Intuitive Explanation of the LRM Formula: \(\theta = (\beta_0 + \beta_1) / (1 - \rho_1)\)

The numerator, \((\beta_0 + \beta_1)\), represents the total immediate and one-period-delayed impact of a one-unit change in X on Y. However, this is not the end of the story. The change in Y itself triggers a feedback loop because of the autoregressive term, \(\rho_1 Y_{t-1}\).
The denominator, \((1 - \rho_1)\), can be interpreted as the proportion of Y that is “new” in each period, i.e., the part that is not simply a carry-over from the previous period. Dividing the total initial impact of X by this “new” proportion effectively scales up the initial effect to account for the full, cumulative impact after the feedback mechanism has run its course over all future periods.
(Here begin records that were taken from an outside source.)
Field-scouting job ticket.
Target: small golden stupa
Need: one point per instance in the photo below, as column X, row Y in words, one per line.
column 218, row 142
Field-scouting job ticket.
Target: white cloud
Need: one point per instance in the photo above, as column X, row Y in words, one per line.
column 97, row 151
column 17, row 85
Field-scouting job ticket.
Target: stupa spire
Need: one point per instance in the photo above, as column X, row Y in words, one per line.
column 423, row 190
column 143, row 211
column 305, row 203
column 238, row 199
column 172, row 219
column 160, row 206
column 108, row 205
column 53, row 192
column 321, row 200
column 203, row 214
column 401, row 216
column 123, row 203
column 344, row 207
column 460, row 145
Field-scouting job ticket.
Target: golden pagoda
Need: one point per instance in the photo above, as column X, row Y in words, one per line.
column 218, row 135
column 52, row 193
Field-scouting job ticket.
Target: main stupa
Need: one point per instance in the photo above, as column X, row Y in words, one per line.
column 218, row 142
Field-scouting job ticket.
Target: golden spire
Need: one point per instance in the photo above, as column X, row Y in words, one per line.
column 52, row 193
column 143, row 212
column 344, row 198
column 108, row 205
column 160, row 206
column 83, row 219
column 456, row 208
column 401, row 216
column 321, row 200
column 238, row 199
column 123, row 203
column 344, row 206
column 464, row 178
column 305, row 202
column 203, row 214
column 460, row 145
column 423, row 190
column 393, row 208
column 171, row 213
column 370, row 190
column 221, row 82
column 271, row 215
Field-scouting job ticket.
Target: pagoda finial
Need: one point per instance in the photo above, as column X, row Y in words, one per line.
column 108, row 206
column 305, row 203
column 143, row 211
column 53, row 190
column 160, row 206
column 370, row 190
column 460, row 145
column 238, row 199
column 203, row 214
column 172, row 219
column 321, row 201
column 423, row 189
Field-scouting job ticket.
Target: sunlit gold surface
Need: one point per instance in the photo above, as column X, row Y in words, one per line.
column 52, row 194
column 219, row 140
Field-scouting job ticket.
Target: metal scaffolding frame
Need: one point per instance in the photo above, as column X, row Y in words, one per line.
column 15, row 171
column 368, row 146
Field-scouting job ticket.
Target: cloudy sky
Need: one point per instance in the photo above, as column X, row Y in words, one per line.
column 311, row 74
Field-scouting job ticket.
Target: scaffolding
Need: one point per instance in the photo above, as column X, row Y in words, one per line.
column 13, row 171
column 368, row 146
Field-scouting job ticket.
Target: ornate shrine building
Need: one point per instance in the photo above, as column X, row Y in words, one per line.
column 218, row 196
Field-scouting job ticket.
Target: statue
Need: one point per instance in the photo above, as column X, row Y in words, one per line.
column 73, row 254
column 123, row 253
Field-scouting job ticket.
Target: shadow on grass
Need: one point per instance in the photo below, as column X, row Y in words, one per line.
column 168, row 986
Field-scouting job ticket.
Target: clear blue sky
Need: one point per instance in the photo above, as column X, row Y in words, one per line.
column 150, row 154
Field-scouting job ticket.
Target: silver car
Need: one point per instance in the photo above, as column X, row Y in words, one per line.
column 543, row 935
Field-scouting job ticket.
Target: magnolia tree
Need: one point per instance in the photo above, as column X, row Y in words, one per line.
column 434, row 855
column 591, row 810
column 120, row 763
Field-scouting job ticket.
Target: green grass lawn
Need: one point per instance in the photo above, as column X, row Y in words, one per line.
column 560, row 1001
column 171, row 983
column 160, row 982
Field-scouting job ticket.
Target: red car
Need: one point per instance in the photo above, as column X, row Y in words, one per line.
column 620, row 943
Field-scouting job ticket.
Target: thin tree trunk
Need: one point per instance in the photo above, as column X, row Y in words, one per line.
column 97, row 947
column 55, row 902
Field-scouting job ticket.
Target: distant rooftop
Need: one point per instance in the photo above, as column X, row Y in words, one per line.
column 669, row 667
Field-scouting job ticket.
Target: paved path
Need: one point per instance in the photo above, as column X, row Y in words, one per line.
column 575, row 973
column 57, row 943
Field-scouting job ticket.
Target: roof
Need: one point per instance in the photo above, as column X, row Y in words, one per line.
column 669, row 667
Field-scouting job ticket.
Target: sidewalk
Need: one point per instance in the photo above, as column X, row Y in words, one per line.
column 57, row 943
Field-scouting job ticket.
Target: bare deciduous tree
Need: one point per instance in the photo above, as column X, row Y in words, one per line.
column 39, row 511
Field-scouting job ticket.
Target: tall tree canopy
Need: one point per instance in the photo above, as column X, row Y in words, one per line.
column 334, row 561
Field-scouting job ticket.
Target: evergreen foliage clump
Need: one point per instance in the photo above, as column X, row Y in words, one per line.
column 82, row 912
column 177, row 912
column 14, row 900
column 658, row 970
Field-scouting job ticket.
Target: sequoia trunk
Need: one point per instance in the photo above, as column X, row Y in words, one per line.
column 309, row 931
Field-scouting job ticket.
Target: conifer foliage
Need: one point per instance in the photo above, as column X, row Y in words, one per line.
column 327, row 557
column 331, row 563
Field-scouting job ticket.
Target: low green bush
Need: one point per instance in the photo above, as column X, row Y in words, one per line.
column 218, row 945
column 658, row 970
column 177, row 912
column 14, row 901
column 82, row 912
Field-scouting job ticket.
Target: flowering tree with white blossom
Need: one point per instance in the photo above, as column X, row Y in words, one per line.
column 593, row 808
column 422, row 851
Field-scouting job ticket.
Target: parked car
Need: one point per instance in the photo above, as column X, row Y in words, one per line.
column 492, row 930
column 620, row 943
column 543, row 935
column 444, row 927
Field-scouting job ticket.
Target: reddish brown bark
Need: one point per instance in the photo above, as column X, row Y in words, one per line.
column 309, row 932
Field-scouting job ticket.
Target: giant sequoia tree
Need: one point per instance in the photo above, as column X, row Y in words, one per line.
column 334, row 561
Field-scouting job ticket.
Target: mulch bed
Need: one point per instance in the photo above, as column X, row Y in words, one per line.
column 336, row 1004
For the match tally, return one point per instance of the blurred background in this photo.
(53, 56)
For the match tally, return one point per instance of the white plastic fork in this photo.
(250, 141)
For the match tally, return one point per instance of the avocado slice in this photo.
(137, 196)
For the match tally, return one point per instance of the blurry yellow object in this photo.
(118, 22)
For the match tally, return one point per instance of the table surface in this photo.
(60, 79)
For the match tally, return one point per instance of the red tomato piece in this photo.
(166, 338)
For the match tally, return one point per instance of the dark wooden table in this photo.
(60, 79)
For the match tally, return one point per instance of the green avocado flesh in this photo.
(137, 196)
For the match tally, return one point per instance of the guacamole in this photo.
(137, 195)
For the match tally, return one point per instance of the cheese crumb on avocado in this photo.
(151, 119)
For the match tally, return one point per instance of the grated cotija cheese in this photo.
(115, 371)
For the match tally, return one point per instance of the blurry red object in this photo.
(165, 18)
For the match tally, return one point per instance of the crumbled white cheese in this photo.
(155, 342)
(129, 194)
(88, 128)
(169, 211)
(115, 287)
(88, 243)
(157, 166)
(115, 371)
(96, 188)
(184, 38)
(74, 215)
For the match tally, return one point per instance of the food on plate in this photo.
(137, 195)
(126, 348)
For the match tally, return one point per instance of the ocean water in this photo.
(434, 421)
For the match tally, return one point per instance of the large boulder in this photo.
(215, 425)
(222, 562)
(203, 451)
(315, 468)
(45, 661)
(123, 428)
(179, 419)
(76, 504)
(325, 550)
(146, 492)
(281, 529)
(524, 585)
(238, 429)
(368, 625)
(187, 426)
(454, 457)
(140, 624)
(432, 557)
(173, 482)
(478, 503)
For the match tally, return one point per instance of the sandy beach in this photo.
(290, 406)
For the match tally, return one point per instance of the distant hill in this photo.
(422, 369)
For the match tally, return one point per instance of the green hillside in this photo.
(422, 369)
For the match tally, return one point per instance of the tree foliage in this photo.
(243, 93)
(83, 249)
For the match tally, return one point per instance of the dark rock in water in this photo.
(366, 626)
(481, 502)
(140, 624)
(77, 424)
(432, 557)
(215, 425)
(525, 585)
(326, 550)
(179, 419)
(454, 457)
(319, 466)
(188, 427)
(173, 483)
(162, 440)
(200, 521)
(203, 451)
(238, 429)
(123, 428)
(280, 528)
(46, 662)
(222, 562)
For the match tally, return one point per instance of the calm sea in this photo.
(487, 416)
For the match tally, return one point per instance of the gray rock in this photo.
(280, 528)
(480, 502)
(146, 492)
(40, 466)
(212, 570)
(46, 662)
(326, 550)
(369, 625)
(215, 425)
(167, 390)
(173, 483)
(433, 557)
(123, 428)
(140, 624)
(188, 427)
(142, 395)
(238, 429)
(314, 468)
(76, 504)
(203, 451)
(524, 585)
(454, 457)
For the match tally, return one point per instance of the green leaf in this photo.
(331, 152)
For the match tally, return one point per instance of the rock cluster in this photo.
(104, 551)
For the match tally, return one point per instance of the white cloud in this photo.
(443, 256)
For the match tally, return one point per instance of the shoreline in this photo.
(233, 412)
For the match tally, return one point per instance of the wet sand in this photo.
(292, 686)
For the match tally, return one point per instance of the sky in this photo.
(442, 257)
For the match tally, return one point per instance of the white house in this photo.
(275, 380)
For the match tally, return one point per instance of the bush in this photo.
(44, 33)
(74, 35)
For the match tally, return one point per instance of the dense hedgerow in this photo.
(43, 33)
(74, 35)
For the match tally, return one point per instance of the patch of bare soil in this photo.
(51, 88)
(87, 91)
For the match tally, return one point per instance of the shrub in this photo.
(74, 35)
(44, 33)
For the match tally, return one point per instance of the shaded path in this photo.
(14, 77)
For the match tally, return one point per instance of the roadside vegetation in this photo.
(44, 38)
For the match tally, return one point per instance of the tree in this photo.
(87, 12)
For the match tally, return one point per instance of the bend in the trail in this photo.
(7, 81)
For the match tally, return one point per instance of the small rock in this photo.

Role of the Persistence Factor, \(\rho_1\)

The persistence factor \(\rho_1\) is crucial because it dictates the strength and duration of the feedback effect:

If \(\rho_1\) is close to 1 (high persistence): The denominator \((1-\rho_1)\) becomes very small. Dividing by a small number makes the long-run multiplier much larger than the initial impact. This is because a shock to Y dies out very slowly, allowing the feedback effects to accumulate over many periods, leading to a large total change.
If \(\rho_1\) is close to 0 (low persistence): The denominator \((1-\rho_1)\) is close to 1. The long-run multiplier will be very close to the initial impact \((\beta_0 + \beta_1)\). This happens because any shock to Y dissipates quickly, so the feedback effects are weak and do not add much to the total effect.